The coral bleaching that is currently devastating the Great Barrier Reef would not occur without the influence of climate change, the Climate Council said today.

The Climate Council has issued an urgent scientific alert in response to the Great Barrier Reef Marine Park Authority upgrading the coral bleaching threat to level three, the highest level of response to coral bleaching.

The alert finds Australia has weathered El Niño patterns for centuries but it was only once global warming began in earnest in the 1970s that the Great Barrier Reef began to experience repeated coral bleaching events.

“Bleaching events have occurred repeatedly since the late 1970s while none were observed before the 1970s,” Climate Councillor Professor Will Steffen said.

“Climate change, combined with the El Niño effect, has proved a deadly stress on the reef.

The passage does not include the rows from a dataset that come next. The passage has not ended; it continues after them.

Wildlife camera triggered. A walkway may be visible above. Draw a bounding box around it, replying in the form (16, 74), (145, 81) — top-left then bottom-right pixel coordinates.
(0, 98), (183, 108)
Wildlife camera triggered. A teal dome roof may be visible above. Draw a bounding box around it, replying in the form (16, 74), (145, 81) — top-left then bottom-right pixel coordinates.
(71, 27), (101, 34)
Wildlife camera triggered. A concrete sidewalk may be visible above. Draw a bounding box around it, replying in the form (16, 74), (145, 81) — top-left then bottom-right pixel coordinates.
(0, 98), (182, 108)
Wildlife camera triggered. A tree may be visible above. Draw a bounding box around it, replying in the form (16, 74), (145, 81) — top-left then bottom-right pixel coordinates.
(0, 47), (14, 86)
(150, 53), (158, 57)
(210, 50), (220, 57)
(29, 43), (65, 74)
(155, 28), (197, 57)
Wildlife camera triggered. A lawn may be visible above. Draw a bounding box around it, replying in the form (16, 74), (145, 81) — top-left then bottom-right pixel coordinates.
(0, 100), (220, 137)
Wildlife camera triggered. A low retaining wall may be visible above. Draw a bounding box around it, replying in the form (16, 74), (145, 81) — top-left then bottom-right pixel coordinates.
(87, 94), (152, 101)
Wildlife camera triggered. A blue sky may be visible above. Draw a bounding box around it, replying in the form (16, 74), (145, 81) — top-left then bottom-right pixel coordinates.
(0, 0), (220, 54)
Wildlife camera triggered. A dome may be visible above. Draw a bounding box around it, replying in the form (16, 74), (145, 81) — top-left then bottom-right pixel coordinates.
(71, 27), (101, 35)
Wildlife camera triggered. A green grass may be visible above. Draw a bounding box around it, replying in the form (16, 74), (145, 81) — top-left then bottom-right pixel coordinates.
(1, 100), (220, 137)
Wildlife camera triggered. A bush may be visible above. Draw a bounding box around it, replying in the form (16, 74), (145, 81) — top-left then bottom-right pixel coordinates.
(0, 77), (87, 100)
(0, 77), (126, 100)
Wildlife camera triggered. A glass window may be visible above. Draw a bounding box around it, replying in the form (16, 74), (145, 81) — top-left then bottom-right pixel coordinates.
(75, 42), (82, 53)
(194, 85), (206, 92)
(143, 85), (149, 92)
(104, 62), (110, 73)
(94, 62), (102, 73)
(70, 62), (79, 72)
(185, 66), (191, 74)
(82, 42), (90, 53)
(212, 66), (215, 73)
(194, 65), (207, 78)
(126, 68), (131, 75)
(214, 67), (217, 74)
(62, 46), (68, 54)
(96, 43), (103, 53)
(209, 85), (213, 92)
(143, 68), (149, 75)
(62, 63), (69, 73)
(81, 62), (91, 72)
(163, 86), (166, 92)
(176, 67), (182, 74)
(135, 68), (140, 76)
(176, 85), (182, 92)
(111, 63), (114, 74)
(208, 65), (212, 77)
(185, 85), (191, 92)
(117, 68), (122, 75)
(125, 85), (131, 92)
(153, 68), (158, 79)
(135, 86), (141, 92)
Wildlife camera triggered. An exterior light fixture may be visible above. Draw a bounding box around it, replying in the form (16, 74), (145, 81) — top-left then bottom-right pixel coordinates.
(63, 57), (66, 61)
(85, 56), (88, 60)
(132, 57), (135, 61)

Prof Steffen said the Climate Council was offering urgent science briefings to MPs on the coral bleaching occurring in the reef.

“Any political representative, particularly those in QLD, should understand the devastating impacts of climate change on the reef and the resulting economic impacts,” he said.

Record-breaking ocean heat has triggered the current global coral bleaching event, which began in the north Pacific in mid-2014 and expanded to the south Pacific and Indian Oceans in 2015.

In February 2016, sea surface temperatures climbed to an astounding 33°C in the waters off the far north Queensland coast, resulting in coral bleaching across the Great Barrier Reef, particularly the most pristine and isolated reefs in the far north.

Professor Tim Flannery said the burning of coal was directly linked to the devastation of the Great Barrier Reef.

“The emissions of greenhouse gases through the burning of coal and other fossil fuels for electricity is driving the rising surface temperatures and ocean acidity that pose the most serious threat to the survival of the reef,” he said.

“If we continue to burn fossil fuels and warm the climate, we are likely to lose most corals worldwide in as little as 30 to 40 years. To prevent this tragedy, most of the world’s fossil fuel reserves must remain in the ground.

“That’s why we need policies that will create an orderly closure of our ageing and polluting coal-fired power plants to make way for modern, clean and efficient renewables.”